Einen emotionalen Abschied feiert Sarah Springmann an ihrem letzten ETH-Tag als Rektorin. Ende Januar 2021 tritt sie nach 25 Jahren an der ETH in den Ruhestand. Die Hochschule verliert eine grosse Pers?nlichkeit.
Dezember
Physikern gelingt es zudem erstmals, Fehler in digitalen Quantensystemen fortlaufend und schnell zu korrigieren. Damit ist eine wichtige Hürde hin zu praxistauglichen Quantencomputern überwunden.

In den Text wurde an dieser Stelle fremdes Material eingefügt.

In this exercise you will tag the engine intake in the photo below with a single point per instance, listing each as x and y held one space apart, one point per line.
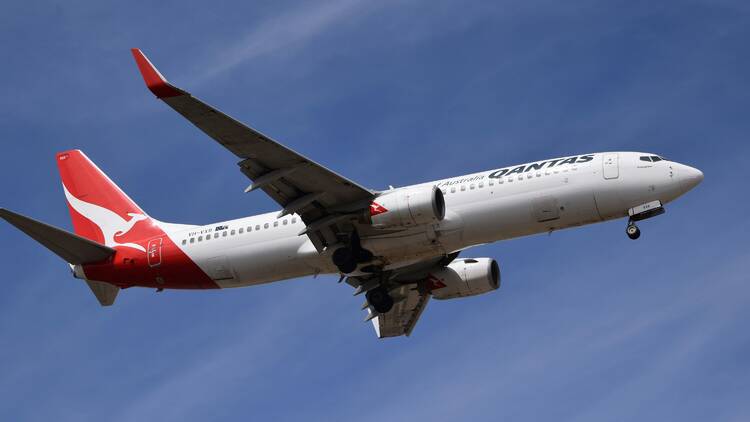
408 207
465 277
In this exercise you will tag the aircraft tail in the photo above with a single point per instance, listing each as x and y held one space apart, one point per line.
99 209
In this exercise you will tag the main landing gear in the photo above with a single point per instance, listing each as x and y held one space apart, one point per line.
632 230
347 258
380 300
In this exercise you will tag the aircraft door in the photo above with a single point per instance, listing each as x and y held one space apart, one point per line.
610 166
545 209
219 268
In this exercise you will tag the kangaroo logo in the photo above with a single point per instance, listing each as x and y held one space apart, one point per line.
110 223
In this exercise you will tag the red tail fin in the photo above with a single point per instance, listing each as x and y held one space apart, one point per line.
99 209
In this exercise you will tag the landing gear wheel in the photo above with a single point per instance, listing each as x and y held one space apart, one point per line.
344 259
633 231
380 300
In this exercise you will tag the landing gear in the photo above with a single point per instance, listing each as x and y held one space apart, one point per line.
348 257
633 231
380 300
343 258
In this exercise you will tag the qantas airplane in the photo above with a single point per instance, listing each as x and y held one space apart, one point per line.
399 247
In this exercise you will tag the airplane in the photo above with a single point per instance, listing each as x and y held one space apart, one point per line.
398 247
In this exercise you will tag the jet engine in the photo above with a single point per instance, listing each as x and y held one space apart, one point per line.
407 207
464 277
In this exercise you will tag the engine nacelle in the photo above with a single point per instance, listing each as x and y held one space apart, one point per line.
465 277
408 207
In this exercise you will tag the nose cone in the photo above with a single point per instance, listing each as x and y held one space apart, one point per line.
690 177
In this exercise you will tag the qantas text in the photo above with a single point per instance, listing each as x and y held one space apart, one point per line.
540 165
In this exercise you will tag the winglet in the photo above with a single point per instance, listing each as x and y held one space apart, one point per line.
154 80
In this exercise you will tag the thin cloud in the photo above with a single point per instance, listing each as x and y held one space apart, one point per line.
288 30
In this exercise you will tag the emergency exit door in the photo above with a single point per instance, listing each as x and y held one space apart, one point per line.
610 166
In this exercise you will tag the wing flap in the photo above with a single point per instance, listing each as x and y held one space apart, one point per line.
68 246
286 176
403 317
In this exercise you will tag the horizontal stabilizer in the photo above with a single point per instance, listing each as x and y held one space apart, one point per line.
68 246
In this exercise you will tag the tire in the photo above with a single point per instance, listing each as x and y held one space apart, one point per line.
633 231
380 300
342 256
347 267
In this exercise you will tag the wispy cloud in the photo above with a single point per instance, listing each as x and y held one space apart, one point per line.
292 29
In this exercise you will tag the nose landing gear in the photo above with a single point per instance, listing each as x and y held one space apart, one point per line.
632 230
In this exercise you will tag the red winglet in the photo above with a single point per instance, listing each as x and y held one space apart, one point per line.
154 80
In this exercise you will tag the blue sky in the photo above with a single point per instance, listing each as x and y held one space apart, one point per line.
587 326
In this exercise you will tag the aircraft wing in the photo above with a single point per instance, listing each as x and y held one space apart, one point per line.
403 317
321 197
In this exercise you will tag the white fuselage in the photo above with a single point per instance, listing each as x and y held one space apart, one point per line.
480 208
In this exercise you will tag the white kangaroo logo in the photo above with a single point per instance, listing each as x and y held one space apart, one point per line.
111 224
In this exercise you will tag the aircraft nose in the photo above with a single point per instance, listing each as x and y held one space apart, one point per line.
690 177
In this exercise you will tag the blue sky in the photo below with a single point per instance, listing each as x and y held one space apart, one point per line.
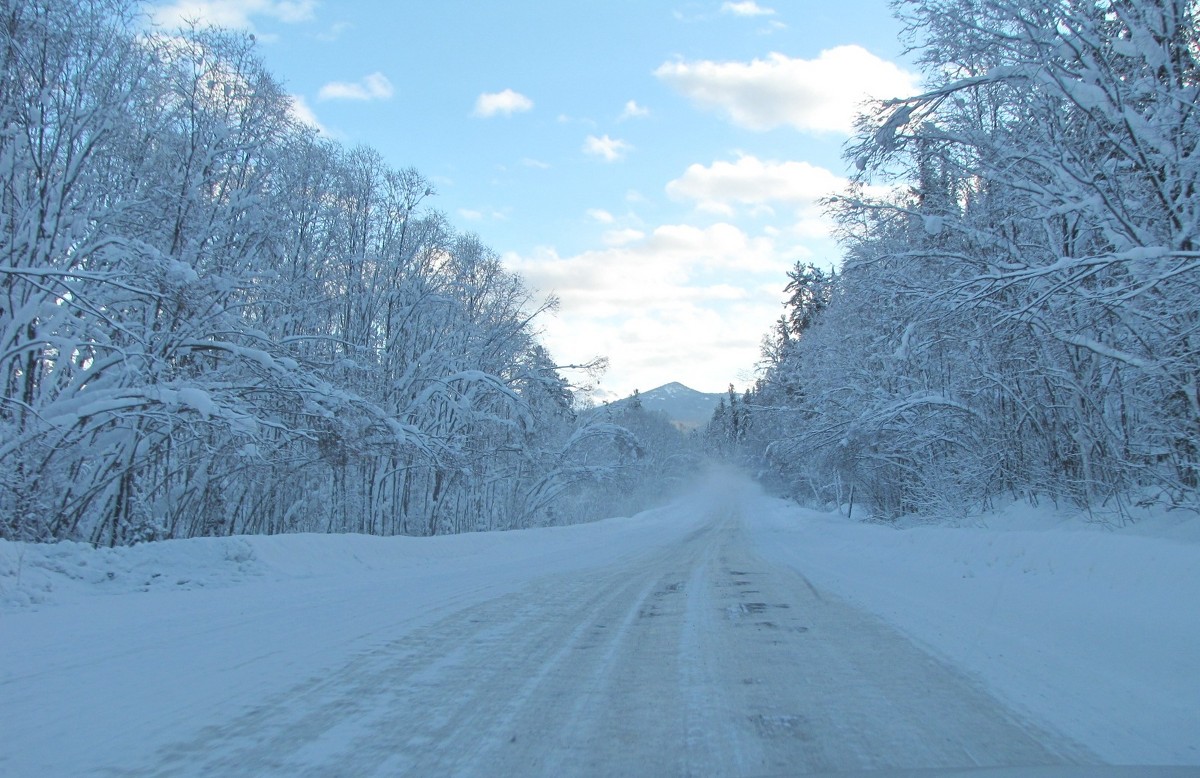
653 165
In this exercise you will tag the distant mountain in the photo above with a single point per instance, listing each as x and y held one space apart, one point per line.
684 406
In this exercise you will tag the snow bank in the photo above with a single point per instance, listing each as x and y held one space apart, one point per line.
1092 629
47 574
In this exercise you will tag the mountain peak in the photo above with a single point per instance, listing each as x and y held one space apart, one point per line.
684 406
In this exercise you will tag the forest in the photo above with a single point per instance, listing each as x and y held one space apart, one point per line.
214 321
1017 312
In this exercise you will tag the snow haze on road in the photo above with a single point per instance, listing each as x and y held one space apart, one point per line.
726 633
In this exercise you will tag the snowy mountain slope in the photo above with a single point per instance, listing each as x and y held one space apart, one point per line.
685 407
727 629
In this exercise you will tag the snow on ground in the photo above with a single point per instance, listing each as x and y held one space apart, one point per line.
1090 627
106 653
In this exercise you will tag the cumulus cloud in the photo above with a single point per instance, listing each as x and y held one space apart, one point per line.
749 7
611 149
817 95
234 15
622 237
372 87
507 102
750 180
677 304
303 113
633 111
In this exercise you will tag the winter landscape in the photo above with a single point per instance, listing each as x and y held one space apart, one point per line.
299 478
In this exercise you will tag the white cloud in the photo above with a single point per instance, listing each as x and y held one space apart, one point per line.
507 102
234 15
633 111
749 7
820 95
473 214
622 237
677 304
754 181
334 31
303 113
611 149
372 87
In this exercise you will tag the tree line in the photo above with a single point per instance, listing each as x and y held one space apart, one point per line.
214 321
1018 310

Die negativen Klima- und Gesundheitsfolgen von Plastik sind gr?sser als erwartet. Dies zeigen ETH-Forschende in einer Analyse der globalen Wertsch?pfungskette von Kunststoffen. Der Grund dafür: Der vermehrte Einsatz von Kohle für Prozessw?rme, Strom und als Rohstoff in der Produktion.
Ein Forschungsteam untersucht, wie man Hasskommentaren im Netz am besten begegnet. Reaktionen, die Empathie für die Betroffenen erzeugen, sind am wirkungsvollsten, w?hrend Humor oder Hinweise auf m?gliche Konsequenzen wenig helfen.